What happened next was purely instinctive, y’know. I tore off John’s head, yanked out his brain, ran it over to the bathtub, and gave it a quick soapy soak, maybe three minutes in all. The brain was quite slippery when I pulled it out of the tub, so slippery, in fact, that I almost dropped the bloody thing onto the bathroom floor. After I dried it off, I ran it back to the living room and slid it into its proper resting area in what I hoped was the, erm, proper position. Then I went into John’s linen closet, and thank Christ he had a sewing kit. Seconds after I stitched his head back onto his neck, John Lennon was back, sober, and crankier than ever.
JOHN LENNON: The afterlife was looking all right. No pressure. No commitments. No Brian Epstein dragging us all over the world. No Paul McCartney telling me to get back to work. Just Christ and me, drinking ale and hanging out with dead artists. Right when I’m getting comfortable—and right when my man Jesus is about to introduce me to Charles Baudelaire—I feel this tug, and I’m back in my living room staring at Paulie’s puppy-dog eyes.
Paul kissed me on the cheek and said, “I thought we lost you, mate.”
I said, “Nope. You didn’t. I’m back. L
ucky me. Say, is there any more of that fookin’ lysergic left?”
JESUS CHRIST: I was fookin’ sad to let Johnny go back to Earth, and I would’ve loved to find a way to keep him around, but Dad gets pissed when I break a rule, and when Dad gets pissed, it’s bloody hell for everybody.
GEORGE HARRISON: After the John disaster, I couldn’t wait to try Eppy’s next batch.
BRIAN EPSTEIN: I tweaked the recipe, so George’s experience was far better than John’s, in that he didn’t die. But he had his own problems, the most notable being a nasty case of leprosy that lasted several weeks.

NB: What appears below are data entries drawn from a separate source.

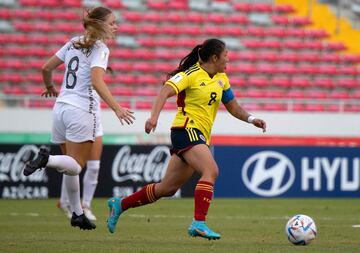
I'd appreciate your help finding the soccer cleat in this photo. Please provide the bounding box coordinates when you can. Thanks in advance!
[83,207,96,221]
[23,146,50,176]
[188,220,221,240]
[56,201,72,220]
[106,198,122,233]
[70,213,96,230]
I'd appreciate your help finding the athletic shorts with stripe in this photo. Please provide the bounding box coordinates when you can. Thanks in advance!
[170,127,206,160]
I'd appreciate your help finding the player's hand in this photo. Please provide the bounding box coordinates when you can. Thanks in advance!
[115,107,135,125]
[252,118,266,133]
[41,85,59,98]
[145,118,157,134]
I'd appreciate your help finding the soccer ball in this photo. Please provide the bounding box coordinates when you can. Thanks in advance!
[285,214,316,245]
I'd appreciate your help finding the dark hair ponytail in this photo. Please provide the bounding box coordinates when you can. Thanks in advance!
[168,39,225,78]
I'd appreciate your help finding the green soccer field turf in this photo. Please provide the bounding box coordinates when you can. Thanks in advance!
[0,199,360,253]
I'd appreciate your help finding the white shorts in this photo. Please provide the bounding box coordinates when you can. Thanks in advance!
[51,103,103,144]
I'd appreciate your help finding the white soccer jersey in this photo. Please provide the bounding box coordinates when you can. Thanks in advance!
[56,37,109,113]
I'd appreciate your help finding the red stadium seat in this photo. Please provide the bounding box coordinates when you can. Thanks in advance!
[312,77,334,89]
[344,104,360,112]
[110,86,134,96]
[121,11,144,22]
[104,0,124,9]
[247,76,269,87]
[263,103,287,111]
[266,89,286,98]
[232,64,257,75]
[324,42,346,51]
[318,65,338,75]
[291,77,310,88]
[256,64,277,75]
[337,65,360,76]
[304,104,325,112]
[330,90,349,99]
[274,4,295,14]
[137,75,161,85]
[307,89,329,99]
[243,89,266,98]
[336,78,360,89]
[270,76,291,88]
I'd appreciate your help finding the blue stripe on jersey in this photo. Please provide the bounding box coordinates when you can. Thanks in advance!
[221,88,234,104]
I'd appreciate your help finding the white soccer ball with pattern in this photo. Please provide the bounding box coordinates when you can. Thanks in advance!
[285,214,316,245]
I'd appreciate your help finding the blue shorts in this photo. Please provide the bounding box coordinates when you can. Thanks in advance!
[170,127,207,160]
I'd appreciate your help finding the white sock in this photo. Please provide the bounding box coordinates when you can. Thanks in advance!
[46,155,81,176]
[63,175,83,215]
[59,176,70,207]
[82,160,100,208]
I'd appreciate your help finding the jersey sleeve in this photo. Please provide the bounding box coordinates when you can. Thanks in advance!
[165,72,190,94]
[55,41,71,62]
[90,46,109,71]
[221,75,235,104]
[223,74,231,91]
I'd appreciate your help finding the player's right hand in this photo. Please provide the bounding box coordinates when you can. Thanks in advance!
[115,107,135,125]
[41,85,59,98]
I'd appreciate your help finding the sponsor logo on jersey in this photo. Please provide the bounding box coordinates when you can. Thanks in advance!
[218,80,224,87]
[170,74,183,83]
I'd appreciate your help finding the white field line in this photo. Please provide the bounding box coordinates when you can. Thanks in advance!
[0,212,360,223]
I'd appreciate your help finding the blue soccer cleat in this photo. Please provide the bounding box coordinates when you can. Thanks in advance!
[106,198,122,233]
[188,220,221,240]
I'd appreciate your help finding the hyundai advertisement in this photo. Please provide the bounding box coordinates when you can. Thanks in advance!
[214,146,360,197]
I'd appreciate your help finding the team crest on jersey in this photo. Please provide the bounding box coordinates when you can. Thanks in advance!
[218,80,224,88]
[170,74,183,83]
[101,51,108,60]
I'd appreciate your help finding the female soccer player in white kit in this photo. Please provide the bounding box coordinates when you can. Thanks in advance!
[23,7,135,229]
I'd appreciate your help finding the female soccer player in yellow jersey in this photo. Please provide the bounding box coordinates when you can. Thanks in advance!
[107,39,266,240]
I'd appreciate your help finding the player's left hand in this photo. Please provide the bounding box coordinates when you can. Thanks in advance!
[41,85,59,98]
[252,118,266,133]
[145,118,157,134]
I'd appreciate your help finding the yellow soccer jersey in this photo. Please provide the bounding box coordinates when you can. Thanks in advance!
[165,62,230,145]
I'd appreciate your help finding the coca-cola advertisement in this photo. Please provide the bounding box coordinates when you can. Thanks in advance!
[0,144,198,199]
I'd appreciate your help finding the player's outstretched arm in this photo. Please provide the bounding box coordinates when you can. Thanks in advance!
[224,98,266,132]
[91,67,135,125]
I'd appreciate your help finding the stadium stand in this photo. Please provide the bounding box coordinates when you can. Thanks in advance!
[0,0,360,112]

GEORGE HARRISON: The high was nice, but it wasn’t worth losing any limbs over. On the plus side, if it wasn’t for Brian’s LSD, I never would’ve come up with the skintar.
NEIL ASPINALL: A few days before we were to leave on a tour of the Far East—and while he was in the midst of his leprosy problem—George rang me up and told me to get to his flat immediately because he had something to share. When I showed up at his place an hour later, I rang the bell, and he yelled, “Come in! Door’s open! I’m not leaving the house!”
One look at him, and I understood why he didn’t want to be seen in public. Aside from the fact that one or two of his fingers plopped onto the floor every few minutes, his skin was, well, his skin was gone. Okay, it wasn’t totally gone, just the first two layers, and the one layer that was left was translucent; I could see practically every bone, organ, and muscle in his body. It was very Midpointery. I told him, “Looking good, Georgie. Leslie Langley’s been asking about you. Why don’t you give her a jingle? You’re as handsome as I’ve ever seen you.”
He said, “Very funny. Listen, I have something very serious to share. You’re the first person who’s ever seen this, and you can’t be judgmental about it, and, most important, you can’t freak out.”